Basically, when making the submission to HMRC, as long as we have a means to make a payment of some sort via BACS, even if it is 1p (or indeed, the correct amount) that is paid back in to the same account it left, and we can work out a hash and include that in the submission, it will match up on HMRC's side. The actual payments to staff could be completely separate, different amounts and times and anything else. The very issue one assumes they are trying to address by matching up payments.

Basically: It is trivial to fake the BACS payments with matching hash, independent of actual payroll payments.

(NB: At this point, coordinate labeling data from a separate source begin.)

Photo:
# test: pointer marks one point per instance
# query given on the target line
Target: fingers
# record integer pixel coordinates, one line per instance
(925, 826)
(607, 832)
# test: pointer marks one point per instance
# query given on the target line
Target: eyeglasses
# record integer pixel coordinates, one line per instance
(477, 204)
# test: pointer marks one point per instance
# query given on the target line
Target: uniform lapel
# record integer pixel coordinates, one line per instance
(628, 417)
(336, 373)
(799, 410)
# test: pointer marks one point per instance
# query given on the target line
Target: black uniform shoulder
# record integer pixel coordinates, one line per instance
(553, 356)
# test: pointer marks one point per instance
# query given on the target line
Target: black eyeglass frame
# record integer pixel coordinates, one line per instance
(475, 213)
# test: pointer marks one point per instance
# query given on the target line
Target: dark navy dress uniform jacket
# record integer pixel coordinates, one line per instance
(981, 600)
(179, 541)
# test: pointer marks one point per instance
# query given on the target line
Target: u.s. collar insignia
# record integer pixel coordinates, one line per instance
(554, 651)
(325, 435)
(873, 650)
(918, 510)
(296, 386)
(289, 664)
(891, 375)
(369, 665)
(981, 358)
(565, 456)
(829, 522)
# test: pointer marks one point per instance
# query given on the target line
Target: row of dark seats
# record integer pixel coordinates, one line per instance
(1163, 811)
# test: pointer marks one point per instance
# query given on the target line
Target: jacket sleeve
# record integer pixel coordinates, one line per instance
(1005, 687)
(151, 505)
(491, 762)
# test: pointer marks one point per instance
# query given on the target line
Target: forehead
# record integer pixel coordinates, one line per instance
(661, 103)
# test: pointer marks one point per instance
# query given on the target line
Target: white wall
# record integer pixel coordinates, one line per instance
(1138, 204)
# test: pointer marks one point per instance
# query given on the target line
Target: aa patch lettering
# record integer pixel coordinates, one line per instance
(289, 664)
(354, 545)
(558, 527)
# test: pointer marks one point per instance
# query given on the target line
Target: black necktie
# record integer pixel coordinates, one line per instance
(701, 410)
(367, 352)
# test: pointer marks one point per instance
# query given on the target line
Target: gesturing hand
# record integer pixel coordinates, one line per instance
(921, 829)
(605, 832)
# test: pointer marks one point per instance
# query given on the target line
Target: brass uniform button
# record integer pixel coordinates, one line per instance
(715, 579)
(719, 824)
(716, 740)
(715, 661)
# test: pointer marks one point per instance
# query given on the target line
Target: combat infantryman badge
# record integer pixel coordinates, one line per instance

So why the hell did they bother?
That is the real question. Why make a half hearted system that has caused a lot of people a lot of work for no real gain?

Either don't try and check payments, or check them properly by requiring the actual payment details in the submission (sort code and account). This faffing with hashes is a total waste of time.

7 comments:

  1. It seems to me that it's not 100% secure but if they have any doubts about the accuracy of your data that they would have the legal powers to obtain the actual payment data and at that point it would become clear that the payments didn't match the purpose. The hashes give them a clear trail of evidence to follow that you've deliberately mislead them thus aiding any investigations or prosecutions while remaining relatively anonymous in the general case.

    ReplyDelete
    Replies
    1. Can't see that the hashes help with that - if the RTI report does not match payments, then that is evidence we are sending wrong reports. The difference between the two is evidence enough.

      Delete
    2. Also, saying "not 100% secure" is misleading - it implies some slim theoretical chance of being thwarted. No, it is not "secure" at all - they have no way to check the hash is correct, all they can do is check it matches a BACS payment but no details of the payment itself. So it is 100% possible to fool it, i.e. it is 0% secure. But it adds hassle, and makes mistakes possible, as well as making legitimate corrections and changes difficult or impossible. It causes potential problems for all legitimate users, but anyone actually trying to game the system has no problem and looks queeky clean to HMRC. We are all paying to make this happen.

      Delete
  2. I'm assuming they are treating the hash as a kind of unique transaction ID, so if there are questions they can easily identify the offending transactions at the bank and obtain full details more easily. It does seem a lot of effort for little value though, particularly as the most obvious way to cheat is to pay people off the books somehow and then there would neither be a submission to bacs or a record send to PAYE.

    ReplyDelete
  3. Even if you supplied HMRC with the destination sort code and account number and the value of the transaction, how would they know that that account belongs to the employee?

    ReplyDelete
  4. I see they've responded to your FoI request, looks like they do get the amount as well as the hash, so you couldn't just make 1p payments.

    Having said that, I would assume the 'threat' to HMRC here is not you claiming you've paid an employee but not actually doing so (which wouldn't be in your interest, as you'd still owe HMRC the associated amount of tax and NI contributions and have to pay it), but that you report to HMRC you've paid the employee less than you actually have (so as to reduce the amount you owe HMRC).

    In that situation, all it requires you to do is therefore pay the employee twice, once at the amount you've told HMRC about, and then again separately. I guess the counter argument here is that the employee would then potentially notice something amiss, but as suggested above you could always pay yourself the appropriate amount (though that would likely make the bank suspicious in the long run)...

    ReplyDelete
    Replies
    1. Basically, all the hash does is confirm the submitter has access to BACS. It does no more. It does not check payments at all. As long as a payment matches the hash and amount, even if back you yourself (which the banks really would not care about, honest, we do it), HMRC cannot tell anything.

      So one has to wonder what the hash is meant to check. If all it checks if the sender has means to send BACS, then they could just ask for your SUN. The hassle and technology involved creates lots of problems and proves nothing.